One of the most expensive purchases most people will buy in their lifetime is a house. A mortgage payment, therefore, is one of the biggest expenses for a homeowner. Most homeowners want to try to mitigate other out-of-pocket costs with a home warranty. Not everyone has enough cash flow to self-insure, so they look into a home warranty. These warranties can be a great way to help cover an expensive repair, but it’s good to check for a few things before purchasing coverage.
What the Warranty Covers
This may sound simple, but you need to do your due diligence in thoroughly reading the warranty. Many first-time buyers can get lost in the process of buying a home and rush to the next step of the process. This is the easiest way to overlook what the warranty covers. Take your time. You’ll want to be thorough and precise. Looking for your more expensive items like the roof, air conditioning unit, and foundation are good places to look for coverage.
Limits to the Agreement
When you go into a new warranty contract as the property owner, you will have some limitations to what you can expect from the contract depending on what you do with the house. For many people, you have the desire to turn your house into a rental. In many situations, this can be a good idea. However, you’ll want to look at how, or if, having a renter in the home can be a manageable endeavor for you.
The rental income can be helpful, and even being a property manager can be appealing, but you’ll want to gauge whether or not you should get a warranty based on how having a tenant changes things. Being an investment property doesn’t automatically change the coverage, but it might.
Additionally, there might be obligations you have to fulfill for an HOA (homeowner’s association) with your home. Keeping exteriors updated and maintained is a common request. If your HOA is instructing you to update your outdoor unit, but it isn’t malfunctioning, it might not be covered in the warranty.
A common reason to read the language of the contract closely is due to excluded items. This is because contracts can be misleading. For example, perhaps your attic is covered in the warranty, but the roof is not. The roof leaks and causes damage to your new home, but you aren’t covered because the leak was from the roof, not the attic.
This could also come in the form of hot air blowing from your air conditioner. Perhaps the warranty only covers certain parts of the HVAC system or doesn’t handle low refrigerant issues. Know what isn’t covered before you sign anything.

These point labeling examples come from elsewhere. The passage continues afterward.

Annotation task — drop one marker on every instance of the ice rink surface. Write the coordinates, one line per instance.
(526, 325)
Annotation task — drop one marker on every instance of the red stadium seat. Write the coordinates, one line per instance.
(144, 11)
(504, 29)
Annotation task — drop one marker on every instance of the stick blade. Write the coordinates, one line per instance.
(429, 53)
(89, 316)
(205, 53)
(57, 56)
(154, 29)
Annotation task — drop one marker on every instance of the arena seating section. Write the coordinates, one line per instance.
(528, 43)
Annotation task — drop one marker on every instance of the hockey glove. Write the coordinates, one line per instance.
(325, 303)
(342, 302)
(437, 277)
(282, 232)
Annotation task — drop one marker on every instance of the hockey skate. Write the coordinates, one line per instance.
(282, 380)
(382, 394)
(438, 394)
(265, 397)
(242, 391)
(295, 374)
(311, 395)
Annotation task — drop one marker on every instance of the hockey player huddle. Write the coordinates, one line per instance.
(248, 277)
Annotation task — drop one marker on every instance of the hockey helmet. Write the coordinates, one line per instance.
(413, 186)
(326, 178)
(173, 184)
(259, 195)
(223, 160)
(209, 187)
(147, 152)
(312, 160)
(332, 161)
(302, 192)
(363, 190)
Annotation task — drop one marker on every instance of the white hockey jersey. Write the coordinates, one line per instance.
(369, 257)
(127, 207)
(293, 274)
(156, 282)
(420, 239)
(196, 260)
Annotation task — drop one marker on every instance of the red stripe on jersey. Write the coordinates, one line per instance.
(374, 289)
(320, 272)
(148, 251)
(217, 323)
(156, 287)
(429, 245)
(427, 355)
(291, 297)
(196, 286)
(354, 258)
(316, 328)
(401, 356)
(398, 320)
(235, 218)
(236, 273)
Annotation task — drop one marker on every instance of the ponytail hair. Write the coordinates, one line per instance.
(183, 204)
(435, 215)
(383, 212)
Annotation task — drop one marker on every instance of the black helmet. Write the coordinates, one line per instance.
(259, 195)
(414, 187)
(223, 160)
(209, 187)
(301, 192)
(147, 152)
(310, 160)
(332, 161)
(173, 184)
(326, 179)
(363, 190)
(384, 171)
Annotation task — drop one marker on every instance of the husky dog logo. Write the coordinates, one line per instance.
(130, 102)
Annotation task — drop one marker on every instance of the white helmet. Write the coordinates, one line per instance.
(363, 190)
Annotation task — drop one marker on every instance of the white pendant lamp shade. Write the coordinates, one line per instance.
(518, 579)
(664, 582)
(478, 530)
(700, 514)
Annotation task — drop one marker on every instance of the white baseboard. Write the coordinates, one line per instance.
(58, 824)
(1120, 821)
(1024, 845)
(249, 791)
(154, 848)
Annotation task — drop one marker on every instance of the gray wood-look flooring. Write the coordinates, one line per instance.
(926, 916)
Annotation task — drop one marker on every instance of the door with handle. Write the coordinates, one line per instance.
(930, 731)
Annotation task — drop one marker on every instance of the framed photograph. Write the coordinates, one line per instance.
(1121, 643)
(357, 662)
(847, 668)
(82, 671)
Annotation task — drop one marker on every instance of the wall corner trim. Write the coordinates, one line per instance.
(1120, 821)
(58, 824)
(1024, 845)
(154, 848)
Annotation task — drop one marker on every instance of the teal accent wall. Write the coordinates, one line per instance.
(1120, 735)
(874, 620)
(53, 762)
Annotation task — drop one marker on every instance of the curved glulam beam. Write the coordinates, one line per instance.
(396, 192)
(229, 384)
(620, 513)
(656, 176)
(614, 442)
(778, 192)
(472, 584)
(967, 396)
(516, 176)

Which Items are Already Covered Elsewhere
First thing, this can be tricky to know. Mainly because a new house can have warranties from the manufacturers on individual materials. Windows, dishwasher, condenser, ducts, and other items can each have individual coverage you would need to track. Insurance could also cover a lot of what the warranty is also protecting. Try to get as much information on the finances for the property as you can. There is a decent chance you are covered in other ways.
The Final Cost
With most major purchases, it’s good to understand the final cost. Your real estate agent should be able to help you get a clear idea of what this would be for the warranty. But it isn’t just the final number on the warranty. You’ll also want to know if there are any tax implications for purchasing one. There could be deductions or other right offs that might lower your “final cost.” Get an understanding of your all-in price for your home with the warranty.